Nagalim: On the Brink of Compromise
After fifteen years of negotiations, representatives from Delhi and the National Socialist Council of Nagalim are close to a settlement that will allow for rapid political reconciliation.
Below is an article published by the Morung Express:
After months and months of what would seem like quiet diplomacy, some hard bargaining and of course lots of patience and commitment, the Government of India and the National Socialist Council of Nagalim are finally looking at “working out a settlement in the shortest possible time”. This was announced in a rare but welcome joint statement signed by RS Pandey, Interlocutor, Representative of the Government of India and Th. Muivah, Chief Negotiator and General Secretary of the NSCN. Although there has been no specifics mentioned by both the two entities yet, there is enough indication or hint to suggest that some form of political settlement is going to take place soon.
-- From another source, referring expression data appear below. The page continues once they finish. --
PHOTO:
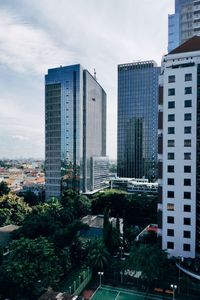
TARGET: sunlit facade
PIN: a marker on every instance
(75, 130)
(137, 119)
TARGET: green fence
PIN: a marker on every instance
(76, 281)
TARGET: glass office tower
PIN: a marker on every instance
(75, 131)
(137, 119)
(184, 23)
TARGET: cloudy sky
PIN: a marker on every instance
(40, 34)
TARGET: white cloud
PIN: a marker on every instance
(37, 35)
(26, 48)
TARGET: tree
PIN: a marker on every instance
(30, 263)
(5, 216)
(30, 198)
(76, 204)
(98, 255)
(4, 189)
(149, 260)
(65, 260)
(17, 208)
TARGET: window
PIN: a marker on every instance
(187, 117)
(187, 155)
(187, 208)
(170, 194)
(187, 195)
(187, 182)
(187, 143)
(186, 234)
(170, 207)
(170, 220)
(171, 104)
(170, 181)
(170, 245)
(170, 155)
(171, 78)
(171, 117)
(187, 129)
(186, 221)
(186, 247)
(188, 103)
(171, 92)
(171, 143)
(170, 169)
(187, 169)
(171, 130)
(170, 232)
(188, 90)
(188, 77)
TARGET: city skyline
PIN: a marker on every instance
(33, 38)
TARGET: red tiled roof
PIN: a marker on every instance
(190, 45)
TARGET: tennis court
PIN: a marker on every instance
(110, 293)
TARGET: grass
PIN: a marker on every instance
(109, 293)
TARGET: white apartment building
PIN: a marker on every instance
(179, 150)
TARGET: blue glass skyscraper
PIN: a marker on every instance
(184, 23)
(75, 131)
(137, 119)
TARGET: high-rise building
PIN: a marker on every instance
(179, 150)
(137, 119)
(75, 131)
(184, 23)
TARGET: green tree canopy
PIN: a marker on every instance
(149, 260)
(98, 255)
(13, 209)
(4, 189)
(30, 263)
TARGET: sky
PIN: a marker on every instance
(41, 34)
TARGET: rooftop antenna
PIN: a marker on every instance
(95, 74)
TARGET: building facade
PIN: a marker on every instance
(75, 130)
(137, 119)
(179, 150)
(184, 23)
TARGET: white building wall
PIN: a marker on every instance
(179, 162)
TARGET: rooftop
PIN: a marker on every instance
(190, 45)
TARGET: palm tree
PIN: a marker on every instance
(98, 255)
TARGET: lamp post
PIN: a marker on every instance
(174, 287)
(179, 273)
(100, 274)
(121, 249)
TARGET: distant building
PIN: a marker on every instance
(184, 23)
(179, 150)
(95, 224)
(134, 185)
(75, 131)
(137, 119)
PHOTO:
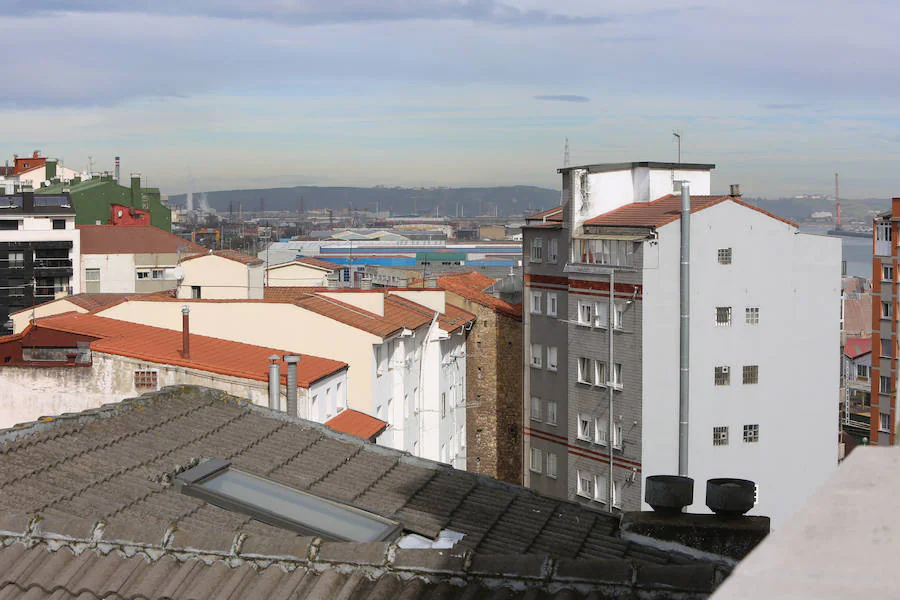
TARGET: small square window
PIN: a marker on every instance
(751, 434)
(585, 485)
(751, 374)
(536, 356)
(552, 304)
(551, 465)
(723, 376)
(145, 380)
(552, 355)
(584, 428)
(551, 412)
(723, 316)
(720, 436)
(535, 408)
(537, 460)
(724, 256)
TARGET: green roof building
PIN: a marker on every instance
(92, 199)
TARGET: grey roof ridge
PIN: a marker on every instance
(493, 571)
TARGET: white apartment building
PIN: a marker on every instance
(39, 251)
(405, 349)
(764, 339)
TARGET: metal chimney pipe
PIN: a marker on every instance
(684, 333)
(292, 360)
(185, 332)
(275, 382)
Credit must go to both sides, for having had the courage of conviction, to pursue the way of dialogue in order to settle what is arguably, one of the longest running conflicts in the region. According to whatever little information was contained in the joint statement, “sustained negotiations over the past few months have led to a set of proposals for an honorable political settlement based on the uniqueness of Naga history and situation which was recognized by the GoI in 2002, as well as the contemporary realities and a future vision consistent with the imperatives of the 21st century”. It further went on to add that while the differences between the two parties have narrowed, some of the proposals would require further negotiations to reach a mutually acceptable solution. So while it is true that the political dialogue has now dragged on for almost fifteen years and endless round of talks, the latest joint statement is indeed a significant push to the decade long peace process. Not only is it long overdue but in a way for Delhi, it makes sense to wrap up the Naga talks process given that it has now entered into similar processes with other armed groups particularly the ULFA and it will require effort and attention on its part. In fact before opening any serious dialogue with the ULFA, the talks with the NSCN should be brought to some form of conclusion.
Without going into the speculation part on the contours of the current negotiation between the GoI and NSCN, what we will try and do is to look into one significant point made in the joint statement which is that both the parties are confident in “working out a settlement in the shortest possible time by appreciating and respecting each other’s positions and difficulties”. While it was always a known fact that for a dialogue to be successful there would have to be a spirit of give and take, nevertheless this is possibly the first time that a timeframe has been given for a settlement to take place. The use of the phrase ‘shortest possible time’ indicates a high level of trust and confidence and that both sides have more or less decided to take the plunge and to agree on a set of proposals, although it is possible, especially for the NSCN, to seek some specific terms of agreement and even a third party guarantee. This is well advisable given the bitter experience of Nagas entering into agreement/s with several political dispensations in India in the past. No doubt a solution is long overdue however the other obvious concern is to ensure that this is acceptable to all sections. As done in the past, the National Socialist Council of Nagalim should consult the Naga people. It should also continue to work with the Forum for Naga Reconciliation (FNR) and find a way towards evolving an inclusive platform through political reconciliation and consensus with the other groups.